Menurutnya, alasan masalah tak usai karena intervensi pemerintah yang hanya di hilir seperti dengan pemusnahan bibit ayam yang merupakan Final Stock (FS) tanpa adanya pengendalian bibit ayam galur murni atau Grand Parent Stock yang diimpor.
Sebagai catatan, awal produksi ayam berasal itu dari GPS yang menelurkan keluar Parent Stock (PS) lalu dihasilkan FS yang dibesarkan menjadi ayam potong.
“Artinya masalah ini di GPS, kalau yang diurus hanya FS ya percuma,” ujarnya.

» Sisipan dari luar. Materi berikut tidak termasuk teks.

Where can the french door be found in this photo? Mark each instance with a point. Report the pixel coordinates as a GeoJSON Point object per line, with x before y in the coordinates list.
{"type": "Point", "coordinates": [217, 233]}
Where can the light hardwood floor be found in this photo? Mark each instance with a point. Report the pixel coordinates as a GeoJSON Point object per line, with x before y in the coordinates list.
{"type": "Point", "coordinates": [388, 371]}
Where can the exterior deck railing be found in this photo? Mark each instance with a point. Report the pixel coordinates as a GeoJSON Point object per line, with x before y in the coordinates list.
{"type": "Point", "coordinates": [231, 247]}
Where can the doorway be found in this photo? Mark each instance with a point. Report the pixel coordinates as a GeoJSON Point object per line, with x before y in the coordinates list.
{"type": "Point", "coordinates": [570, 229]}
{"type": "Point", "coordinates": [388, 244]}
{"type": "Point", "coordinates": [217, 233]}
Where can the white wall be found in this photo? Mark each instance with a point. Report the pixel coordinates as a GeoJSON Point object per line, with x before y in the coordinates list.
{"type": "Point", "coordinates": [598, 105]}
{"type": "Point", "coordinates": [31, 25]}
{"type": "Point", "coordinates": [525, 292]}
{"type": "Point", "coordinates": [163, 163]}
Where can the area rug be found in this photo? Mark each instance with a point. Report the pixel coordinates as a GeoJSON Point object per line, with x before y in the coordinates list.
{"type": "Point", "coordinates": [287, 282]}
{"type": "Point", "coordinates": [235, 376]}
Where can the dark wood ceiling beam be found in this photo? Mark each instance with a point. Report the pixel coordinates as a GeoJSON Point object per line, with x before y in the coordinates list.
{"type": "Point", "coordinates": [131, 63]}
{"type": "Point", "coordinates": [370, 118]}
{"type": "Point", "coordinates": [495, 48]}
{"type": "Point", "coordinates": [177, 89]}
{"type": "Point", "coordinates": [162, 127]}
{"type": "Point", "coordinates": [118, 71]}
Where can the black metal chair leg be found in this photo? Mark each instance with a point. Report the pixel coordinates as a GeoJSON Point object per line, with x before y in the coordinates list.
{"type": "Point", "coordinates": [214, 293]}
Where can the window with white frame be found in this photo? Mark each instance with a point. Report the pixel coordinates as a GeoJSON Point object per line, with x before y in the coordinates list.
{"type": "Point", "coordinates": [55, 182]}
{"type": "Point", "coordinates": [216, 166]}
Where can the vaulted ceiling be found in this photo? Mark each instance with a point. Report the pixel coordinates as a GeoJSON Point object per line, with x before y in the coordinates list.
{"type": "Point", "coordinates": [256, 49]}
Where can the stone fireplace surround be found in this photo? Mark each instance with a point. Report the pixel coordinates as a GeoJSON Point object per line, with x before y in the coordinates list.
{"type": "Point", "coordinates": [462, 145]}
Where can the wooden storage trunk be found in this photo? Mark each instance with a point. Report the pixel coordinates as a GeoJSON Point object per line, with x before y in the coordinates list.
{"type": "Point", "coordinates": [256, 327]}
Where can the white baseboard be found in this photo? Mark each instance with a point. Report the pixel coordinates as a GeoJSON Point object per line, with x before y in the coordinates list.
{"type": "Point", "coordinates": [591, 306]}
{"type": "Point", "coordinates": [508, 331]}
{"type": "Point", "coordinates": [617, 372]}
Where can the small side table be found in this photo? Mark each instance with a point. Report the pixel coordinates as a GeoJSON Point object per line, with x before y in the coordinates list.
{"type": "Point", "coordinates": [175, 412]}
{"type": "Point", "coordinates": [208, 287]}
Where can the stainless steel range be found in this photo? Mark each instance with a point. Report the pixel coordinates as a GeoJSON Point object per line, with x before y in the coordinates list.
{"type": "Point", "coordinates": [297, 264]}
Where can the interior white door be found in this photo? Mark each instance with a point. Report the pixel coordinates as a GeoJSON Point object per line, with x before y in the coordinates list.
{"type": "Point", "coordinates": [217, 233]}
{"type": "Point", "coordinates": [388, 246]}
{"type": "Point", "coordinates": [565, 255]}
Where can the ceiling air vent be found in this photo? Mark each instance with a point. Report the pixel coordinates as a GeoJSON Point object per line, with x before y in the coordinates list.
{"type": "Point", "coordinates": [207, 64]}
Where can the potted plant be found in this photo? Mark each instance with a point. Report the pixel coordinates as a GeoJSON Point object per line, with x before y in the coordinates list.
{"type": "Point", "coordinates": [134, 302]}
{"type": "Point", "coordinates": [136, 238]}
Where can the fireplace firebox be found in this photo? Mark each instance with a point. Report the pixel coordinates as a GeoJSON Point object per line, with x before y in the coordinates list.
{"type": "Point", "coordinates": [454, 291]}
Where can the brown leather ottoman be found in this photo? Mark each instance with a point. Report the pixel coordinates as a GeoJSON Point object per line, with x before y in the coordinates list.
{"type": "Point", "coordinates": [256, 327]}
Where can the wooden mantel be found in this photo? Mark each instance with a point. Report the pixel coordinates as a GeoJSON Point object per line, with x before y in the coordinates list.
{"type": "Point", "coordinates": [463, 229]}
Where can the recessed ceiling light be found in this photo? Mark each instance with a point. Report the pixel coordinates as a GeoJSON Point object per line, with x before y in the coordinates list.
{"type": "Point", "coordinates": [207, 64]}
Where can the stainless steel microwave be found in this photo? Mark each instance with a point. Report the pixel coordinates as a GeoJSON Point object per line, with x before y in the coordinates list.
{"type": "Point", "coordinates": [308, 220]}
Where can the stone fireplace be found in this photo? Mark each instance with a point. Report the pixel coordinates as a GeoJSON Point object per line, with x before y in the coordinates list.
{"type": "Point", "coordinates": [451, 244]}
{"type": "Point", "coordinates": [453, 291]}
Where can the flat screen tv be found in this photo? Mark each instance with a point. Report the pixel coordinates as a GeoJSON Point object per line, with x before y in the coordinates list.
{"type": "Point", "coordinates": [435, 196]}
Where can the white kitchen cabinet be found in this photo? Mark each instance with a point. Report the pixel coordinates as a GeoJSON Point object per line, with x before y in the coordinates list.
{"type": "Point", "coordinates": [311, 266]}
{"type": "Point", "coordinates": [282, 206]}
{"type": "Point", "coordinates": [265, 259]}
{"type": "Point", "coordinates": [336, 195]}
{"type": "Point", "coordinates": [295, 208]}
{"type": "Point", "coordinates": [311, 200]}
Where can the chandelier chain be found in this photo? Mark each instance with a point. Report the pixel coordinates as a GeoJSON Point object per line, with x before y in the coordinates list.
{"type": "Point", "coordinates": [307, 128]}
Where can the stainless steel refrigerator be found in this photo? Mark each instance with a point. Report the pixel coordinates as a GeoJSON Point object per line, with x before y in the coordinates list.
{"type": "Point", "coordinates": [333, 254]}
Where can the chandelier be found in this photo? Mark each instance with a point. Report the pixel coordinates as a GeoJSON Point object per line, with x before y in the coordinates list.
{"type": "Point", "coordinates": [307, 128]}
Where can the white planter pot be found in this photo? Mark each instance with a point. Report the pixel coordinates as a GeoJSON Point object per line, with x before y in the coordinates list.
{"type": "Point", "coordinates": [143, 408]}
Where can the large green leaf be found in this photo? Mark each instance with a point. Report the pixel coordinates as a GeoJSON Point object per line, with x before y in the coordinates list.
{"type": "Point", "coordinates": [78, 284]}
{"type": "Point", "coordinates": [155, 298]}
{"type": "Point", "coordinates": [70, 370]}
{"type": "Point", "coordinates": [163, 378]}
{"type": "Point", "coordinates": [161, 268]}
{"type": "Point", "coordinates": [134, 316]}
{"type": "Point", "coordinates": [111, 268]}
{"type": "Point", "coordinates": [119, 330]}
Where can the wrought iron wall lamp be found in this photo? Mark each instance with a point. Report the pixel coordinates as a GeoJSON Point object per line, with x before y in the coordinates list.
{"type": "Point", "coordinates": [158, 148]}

Sementara masalah yang dihadapi peternak layer tak jauh berbeda. Belakangan harga jagung pakan yang menyumbang besar biaya produksi telur melambung tinggi dan menekan para peternak layer.
Ketua Koperasi Peternak Unggas Sejahtera Lokal Kendal, Suwardi menuturkan, harga jagung pakan dari para petani lokal kian mahal bahkan telah menyentuh Rp 7.500 per kg jauh lebih tinggi dari acuan Rp 5.000 per kg.
“Mulai Mei 2023, sudah Rp 6.000 per kg dan sampai hari ini sudah Rp 6.500 per kg yang diterima peternak. Itu bagi peternak yang bisa beli. Di Poultry, harga jagung giling sudah Rp 7.000 per kg,” kata Suwardi di hadapan para anggota Komisi IV.
Adapun sesuai acuan pemerintah dalam Perbadan 5 Tahun 2022, batas bawah harga telur di tingkat konsumen Rp 22 ribu per kg dan batas atas Rp 24 ribu per kg.
Sementara harga yang diterima saat ini hanya Rp 20.500 terutama di Blitar. yang jadi sentra nasional. “Jadi peternak sudah tanggung rugi. Hari ini harusnya, harga pokok produksi Rp 24.700 per kg, itu baru peternak bisa hidup dengan kondisi harga jagung saat ini,” ujar Suwardi.